August SWaMP Talk – Inhospitable Waters

Watch out everyone! There is a log in the way in Bayou Cumbest! There is a submerged log located at 30.3881, -88.4476. We tied a buoy to it, hoping to give everyone an idea of its presence, but we’re not hopeful it will stay marked for long. We’re looking into how to move it (or get it moved) out of harm’s way. Our team ‘found’ it when our boat ran over it and the motor took a beating. Be careful out there!

photo of a submerged log under water

Figure 1. Submerged log in Bayou Cumbest. Photo taken during neap tide. Photo by N. McGregor.

Speaking of finding solutions to problems, our fake owl is working! If you remember from previous posts (March – problem; May – solution?), we’ve been having ‘issues’ with ospreys using our rain gauge as a feeding perch. We are happy to report that the owl that Cassy attached to the MET Station is doing a great job at keeping bird poop (guano) out of our rain gauge – which allows us to get an accurate accounting of how much rain our estuary is receiving. So, yay for fake owls!

Digging into our SWMP data for August, dissolved oxygen (DO) was a doozy! Upper Bayou Heron had extremely low DO (hypoxic = low oxygen) throughout the water column, with a brief maximum at depth of 2.9 mg/L on the 16th (which is still hypoxic), but otherwise, it stayed extremely low throughout the month. Surface samples read 1.15 mg/L on 8/12 and 2.39 mg/L on 8/27. This tells us that the whole upper bayou was hypoxic, meaning low oxygen – low enough that most mobile animals will actively avoid the area or die for lack of oxygen. Our SWMP team also noted that the sondes were covered in black stinky gunk (= anaerobic (= ZERO oxygen available for microbes)). Checking Bayou Cumbest, it had slightly higher DO, but DO levels would still venture down into the hypoxic region (< 4 is getting low, < 3 is hypoxic, < 1 is anoxic (no oxygen)). I wonder what you all may have noticed about Bayou Heron in August? Let us know!

photo of a graph

Figure 2. Dissolved oxygen in Bayous Cumbest (green) and Heron (blue), with line of hypoxia (black) drawn at 3 mg/L. SWMP data visualized from https://cdmo.baruch.sc.edu//dges/.

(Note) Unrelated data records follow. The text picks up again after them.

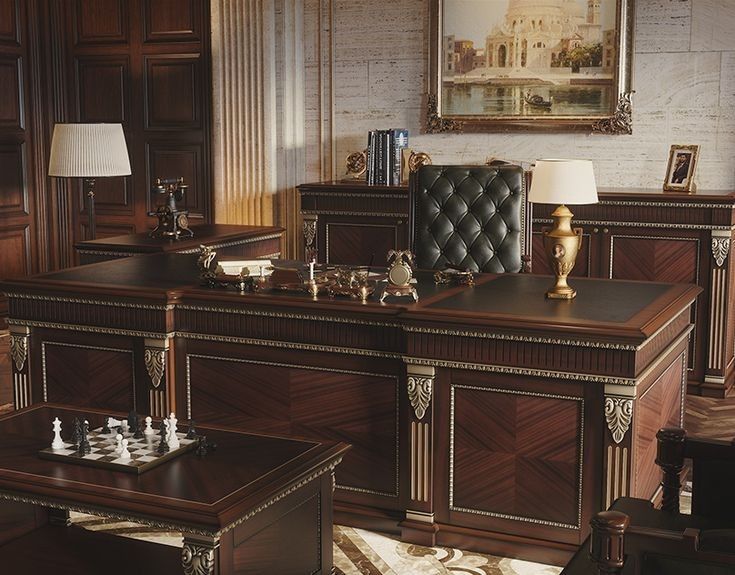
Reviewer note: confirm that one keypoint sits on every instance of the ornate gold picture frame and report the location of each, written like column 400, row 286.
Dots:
column 502, row 65
column 680, row 169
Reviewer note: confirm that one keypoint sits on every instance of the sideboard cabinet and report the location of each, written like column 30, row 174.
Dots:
column 643, row 234
column 352, row 223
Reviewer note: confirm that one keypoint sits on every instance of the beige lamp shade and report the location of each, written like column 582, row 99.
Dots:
column 88, row 151
column 563, row 182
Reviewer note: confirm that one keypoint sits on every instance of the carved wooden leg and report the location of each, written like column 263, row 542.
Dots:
column 199, row 555
column 606, row 541
column 670, row 457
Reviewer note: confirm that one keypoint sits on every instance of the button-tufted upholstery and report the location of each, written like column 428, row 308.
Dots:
column 471, row 217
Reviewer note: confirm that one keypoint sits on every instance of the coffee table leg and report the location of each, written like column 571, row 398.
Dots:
column 199, row 555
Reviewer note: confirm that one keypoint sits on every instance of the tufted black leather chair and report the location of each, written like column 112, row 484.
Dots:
column 469, row 217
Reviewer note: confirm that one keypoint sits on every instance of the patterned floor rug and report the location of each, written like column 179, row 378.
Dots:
column 360, row 552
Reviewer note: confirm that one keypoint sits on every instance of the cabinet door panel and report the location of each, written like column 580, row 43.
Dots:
column 664, row 258
column 360, row 244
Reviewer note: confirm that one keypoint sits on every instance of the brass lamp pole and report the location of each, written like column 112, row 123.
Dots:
column 562, row 182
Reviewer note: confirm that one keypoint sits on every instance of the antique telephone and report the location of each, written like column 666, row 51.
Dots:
column 173, row 223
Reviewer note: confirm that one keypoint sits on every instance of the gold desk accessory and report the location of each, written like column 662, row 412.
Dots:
column 400, row 274
column 562, row 182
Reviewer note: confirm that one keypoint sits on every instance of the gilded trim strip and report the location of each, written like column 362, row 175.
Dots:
column 286, row 315
column 580, row 455
column 89, row 328
column 640, row 224
column 290, row 345
column 107, row 303
column 313, row 368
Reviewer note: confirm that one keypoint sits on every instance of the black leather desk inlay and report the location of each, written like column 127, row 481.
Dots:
column 164, row 271
column 524, row 295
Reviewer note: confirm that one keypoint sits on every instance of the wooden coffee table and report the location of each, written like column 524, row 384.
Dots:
column 258, row 504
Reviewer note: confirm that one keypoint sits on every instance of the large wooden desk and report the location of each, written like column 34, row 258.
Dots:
column 227, row 239
column 233, row 507
column 487, row 417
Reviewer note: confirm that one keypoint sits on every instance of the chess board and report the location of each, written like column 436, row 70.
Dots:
column 143, row 452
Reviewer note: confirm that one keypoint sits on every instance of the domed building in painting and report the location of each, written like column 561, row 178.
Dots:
column 535, row 32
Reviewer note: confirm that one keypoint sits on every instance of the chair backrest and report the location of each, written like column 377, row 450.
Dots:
column 470, row 217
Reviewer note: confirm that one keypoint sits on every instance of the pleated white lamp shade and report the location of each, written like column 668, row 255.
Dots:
column 563, row 182
column 88, row 151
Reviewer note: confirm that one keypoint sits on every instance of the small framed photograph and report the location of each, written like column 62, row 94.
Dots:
column 680, row 171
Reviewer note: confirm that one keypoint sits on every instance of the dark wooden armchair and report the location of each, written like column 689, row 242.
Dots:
column 633, row 538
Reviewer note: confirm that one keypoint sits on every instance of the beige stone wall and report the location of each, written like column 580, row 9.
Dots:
column 366, row 68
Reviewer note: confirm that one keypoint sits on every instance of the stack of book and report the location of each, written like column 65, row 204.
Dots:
column 384, row 154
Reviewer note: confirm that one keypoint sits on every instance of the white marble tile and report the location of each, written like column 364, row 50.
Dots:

In another area of the estuary, we trapped a couple of female diamondback terrapins to tag one lucky one with a transmitter tag. (We trap them using a hoop net and check them every day.) There have been several acoustic receivers that have been installed in the NERR estuary by researchers from MSU and USM to monitor sheepshead and other fish of interest. We’re hoping to ‘tag along’ (ha-ha!) and hope that our tagged female terrapin gets picked up on the receivers and gives us more information about their nesting beach preferences and behaviors. She’s our first, but we’re hoping to get 10 more tags out in the Spring. Let us know if you see a tagged terrapin – we’d love to know that they are still around and the tags are in place!

photo of a terrapin
Figure 3. Tagged female terrapin. Photo by A. Heaton.
photo of a terrapin trap in a marsh
Figure 4. Terrapin trapping set-up. Hoop net across a stretch of little-used bayou. Photo by A. Heaton.

Speaking of terrapins, we also conducted our terrapin depredated nest survey in August – this is where we walk the beaches looking for nests that have been dug up by predators, which are noticeable by the egg shells littered around a dug-out pit. It’s sad, but it’s also our only way of getting a good ‘nest’ estimate, since non-predated nests are pretty well hidden.

photo of terrapin egg shells and coyote scat
Figure 5. Empty and dried out terrapin egg shells and coyote scat. Photo by J. DeBose.
photo of a terrapin skeleton
Figure 6. Terrapin skeleton. Photo by J. DeBose.

While we were out there, we saw a female laying eggs and then making her way back out to the Sound! 

Switching gears to the uplands, the Purple Martins (Progne subis) have migrated south and moved on from their nesting gourds that we provided them – leaving us with some nesting material to clean out in preparation for next year. They made 16 nests this past season, with a variety of materials – maybe some better than others.

photo of a Purple Martin nest
photo of a Purple Martin nest
photo of a Purple Martin nest

Figure 7. Purple martin nesting gourds, with a variety of nesting materials. Photo by E. Carstens.

Good luck on your journeys, purple martins! We’ll see you again next year!